Wednesday, November 17, 2010
Holly Theater Opposition-An Unfortunate Development
The public discussion in Medford over the possibility for the restoration of the Holly Theater by the Jefferson Public Radio Foundation has taken an odd and somewhat disappointing turn. While most downtown advocates have for years worried about the future of this key landmark and hoped for the best, the actual possibility that it might now be restored seems to have struck fear in the heart of a small but vocal and well-connected segment of the population. There are those who, apparently, are unable to see a restored Holly as anything other than a direct threat to the Craterian, Medford’s existing performing arts center. You can read more here: http://www.mailtribune.com/apps/pbcs.dll/article?AID=/20101116/NEWS/11160307
The Ginger Rogers Craterian Performing Arts Center, is housed in a structure that is loosely based on the historic Craterian Theater, a 1924-era building that was essentially demolished and then rebuilt in the mid-1990s. Many of the Crate’s supporters have decided, with little actual information, that the only way a restored Holly will succeed is by stealing its audience and most of its funding from the Craterian, a theater that has struggled financially in recent years. The concept that restored Holly might draw a different audience (it would) and increase downtown activity or Medford's reputation as an arts center, is not even considered. This despite the fact that nobody involved with the Holly expects to put on musical theater or the other fare that serve as Craterian staples, or that the Holly's sister-theater, the Cascade, is largely self-supporting on ticket and rental sales, avoiding the need for the major underwriting that backfills the bulk of the Craterian's expenses. A not-so terribly subtle campaign, including all the nasty-web/reader response comments we can expect in the Internet age, has essentially accused JPR of interloping on the Crate’s turf and put reasonable people on either side of this issue, all of which complicates, and perhaps entirely undermines, the likelihood that the Holly Project will actually go forward.
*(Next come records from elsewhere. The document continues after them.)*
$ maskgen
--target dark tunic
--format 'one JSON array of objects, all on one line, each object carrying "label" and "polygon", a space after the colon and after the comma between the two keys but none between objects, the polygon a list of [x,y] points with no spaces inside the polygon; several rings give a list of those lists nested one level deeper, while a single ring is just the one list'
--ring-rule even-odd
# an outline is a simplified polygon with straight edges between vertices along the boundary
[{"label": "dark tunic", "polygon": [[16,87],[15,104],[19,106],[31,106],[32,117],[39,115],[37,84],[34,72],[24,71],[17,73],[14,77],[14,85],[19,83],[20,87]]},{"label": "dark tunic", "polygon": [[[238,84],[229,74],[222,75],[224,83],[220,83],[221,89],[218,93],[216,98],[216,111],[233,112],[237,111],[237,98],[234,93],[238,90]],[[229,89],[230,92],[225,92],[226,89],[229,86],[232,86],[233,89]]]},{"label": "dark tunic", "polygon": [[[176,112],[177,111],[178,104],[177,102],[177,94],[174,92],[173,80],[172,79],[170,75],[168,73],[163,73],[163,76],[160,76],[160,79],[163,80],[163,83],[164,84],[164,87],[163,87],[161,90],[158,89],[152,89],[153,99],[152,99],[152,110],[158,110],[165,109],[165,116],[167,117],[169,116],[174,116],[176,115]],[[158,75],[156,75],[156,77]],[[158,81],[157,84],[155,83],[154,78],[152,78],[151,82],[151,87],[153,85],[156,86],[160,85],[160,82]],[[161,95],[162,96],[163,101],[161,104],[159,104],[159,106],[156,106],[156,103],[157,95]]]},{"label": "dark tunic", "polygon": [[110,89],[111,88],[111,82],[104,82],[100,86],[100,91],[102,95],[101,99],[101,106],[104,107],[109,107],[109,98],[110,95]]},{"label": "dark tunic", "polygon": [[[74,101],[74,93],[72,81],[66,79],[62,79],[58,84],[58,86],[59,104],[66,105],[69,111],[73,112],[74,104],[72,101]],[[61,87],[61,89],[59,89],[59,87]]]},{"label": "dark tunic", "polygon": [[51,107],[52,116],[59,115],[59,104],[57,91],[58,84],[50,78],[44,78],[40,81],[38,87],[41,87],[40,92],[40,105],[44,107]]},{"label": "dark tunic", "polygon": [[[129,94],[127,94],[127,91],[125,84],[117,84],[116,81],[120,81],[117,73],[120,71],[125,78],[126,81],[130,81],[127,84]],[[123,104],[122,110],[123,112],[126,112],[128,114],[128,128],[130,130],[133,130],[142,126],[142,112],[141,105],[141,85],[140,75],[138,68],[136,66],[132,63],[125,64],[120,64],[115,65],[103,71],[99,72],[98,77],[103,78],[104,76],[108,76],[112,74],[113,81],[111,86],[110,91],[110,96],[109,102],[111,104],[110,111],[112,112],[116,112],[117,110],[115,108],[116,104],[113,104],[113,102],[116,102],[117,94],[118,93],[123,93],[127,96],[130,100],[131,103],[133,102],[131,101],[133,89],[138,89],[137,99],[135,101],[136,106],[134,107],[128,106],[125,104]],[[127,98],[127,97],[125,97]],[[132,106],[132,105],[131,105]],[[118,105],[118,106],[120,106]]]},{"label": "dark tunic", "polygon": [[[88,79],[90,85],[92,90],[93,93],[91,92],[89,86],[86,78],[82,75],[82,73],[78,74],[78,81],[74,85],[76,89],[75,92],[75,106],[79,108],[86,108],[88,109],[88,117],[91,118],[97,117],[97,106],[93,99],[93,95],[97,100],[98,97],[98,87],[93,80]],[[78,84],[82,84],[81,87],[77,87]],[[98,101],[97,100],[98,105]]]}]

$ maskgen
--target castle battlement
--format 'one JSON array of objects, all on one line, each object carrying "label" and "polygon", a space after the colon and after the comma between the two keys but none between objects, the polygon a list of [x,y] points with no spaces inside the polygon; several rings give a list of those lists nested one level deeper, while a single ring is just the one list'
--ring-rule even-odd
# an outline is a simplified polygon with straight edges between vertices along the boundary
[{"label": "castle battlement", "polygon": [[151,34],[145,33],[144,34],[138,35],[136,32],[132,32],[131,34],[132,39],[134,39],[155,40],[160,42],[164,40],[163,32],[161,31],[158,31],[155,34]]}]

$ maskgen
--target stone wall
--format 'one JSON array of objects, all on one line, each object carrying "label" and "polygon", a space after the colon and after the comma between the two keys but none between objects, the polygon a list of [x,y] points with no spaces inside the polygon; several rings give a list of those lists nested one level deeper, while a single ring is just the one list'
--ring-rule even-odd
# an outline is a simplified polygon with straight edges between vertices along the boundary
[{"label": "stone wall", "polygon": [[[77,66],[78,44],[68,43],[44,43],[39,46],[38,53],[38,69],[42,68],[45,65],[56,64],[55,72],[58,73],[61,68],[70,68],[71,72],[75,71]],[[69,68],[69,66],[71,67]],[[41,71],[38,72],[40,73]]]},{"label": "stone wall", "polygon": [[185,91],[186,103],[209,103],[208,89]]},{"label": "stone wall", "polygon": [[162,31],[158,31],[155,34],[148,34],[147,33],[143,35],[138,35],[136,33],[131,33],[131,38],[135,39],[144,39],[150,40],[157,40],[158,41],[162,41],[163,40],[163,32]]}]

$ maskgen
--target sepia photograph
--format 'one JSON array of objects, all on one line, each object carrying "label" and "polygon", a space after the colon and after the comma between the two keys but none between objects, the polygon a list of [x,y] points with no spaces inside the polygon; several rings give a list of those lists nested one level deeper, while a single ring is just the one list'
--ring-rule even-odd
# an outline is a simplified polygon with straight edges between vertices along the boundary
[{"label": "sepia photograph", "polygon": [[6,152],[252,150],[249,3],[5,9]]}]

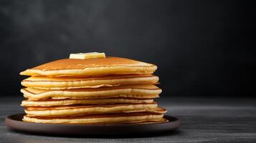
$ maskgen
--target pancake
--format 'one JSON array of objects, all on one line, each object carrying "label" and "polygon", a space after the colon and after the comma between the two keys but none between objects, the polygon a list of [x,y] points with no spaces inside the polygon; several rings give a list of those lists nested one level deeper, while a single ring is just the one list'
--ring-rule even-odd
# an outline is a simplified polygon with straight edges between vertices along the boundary
[{"label": "pancake", "polygon": [[109,99],[46,99],[46,100],[24,100],[23,107],[55,107],[74,104],[110,104],[120,103],[153,103],[152,99],[132,99],[132,98],[109,98]]},{"label": "pancake", "polygon": [[156,65],[125,58],[87,59],[64,59],[49,62],[20,73],[27,76],[102,76],[109,74],[152,74]]},{"label": "pancake", "polygon": [[61,107],[28,107],[27,114],[37,117],[65,117],[81,114],[130,113],[130,112],[165,113],[166,110],[157,107],[156,103],[150,104],[115,104],[109,105],[70,105]]},{"label": "pancake", "polygon": [[73,117],[24,117],[24,122],[47,124],[146,124],[166,122],[163,114],[155,113],[120,113],[108,114],[85,115]]},{"label": "pancake", "polygon": [[161,89],[155,85],[123,85],[95,89],[76,89],[66,90],[45,90],[33,88],[22,89],[24,97],[34,100],[45,99],[97,99],[111,97],[156,98]]},{"label": "pancake", "polygon": [[159,78],[152,74],[112,75],[101,77],[31,77],[22,82],[22,85],[42,89],[98,88],[125,84],[155,84]]}]

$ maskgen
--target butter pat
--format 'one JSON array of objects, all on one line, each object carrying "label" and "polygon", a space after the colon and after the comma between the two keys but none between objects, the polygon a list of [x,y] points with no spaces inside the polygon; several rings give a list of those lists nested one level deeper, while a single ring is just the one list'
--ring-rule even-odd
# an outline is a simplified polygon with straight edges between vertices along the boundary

It is truly unfortunate that an incredible opportunity to return a long-vacant landmark to glory may fail, not due to lack of will, or lack of vision, or even at the moment lack of funding, but instead from misinformation, fear, and what is hard to see as anything other than mild paranoia. Many communities that are Medford’s size or smaller, boast more than one successful entertainment venue. This is especially valid given the fact that downtown Medford’s market by all rights includes other communities throughout southern Oregon and northern California, rather coincidentally the very multi-county market that JPR serves with its radio network and its already restored Cascade Theatre, in Redding, California.
In Medford the Craterian and a restored Holly could easily work together, even sharing some some functions like booking that would reduce expenses for each. Two theaters could enhance Medford's entertainment reputation and build a new and larger audience for both. Doing so would, of course, also bolster every other aspect of downtown Medford and could bring new people by the 100s into the city's restaurants and retail outlets.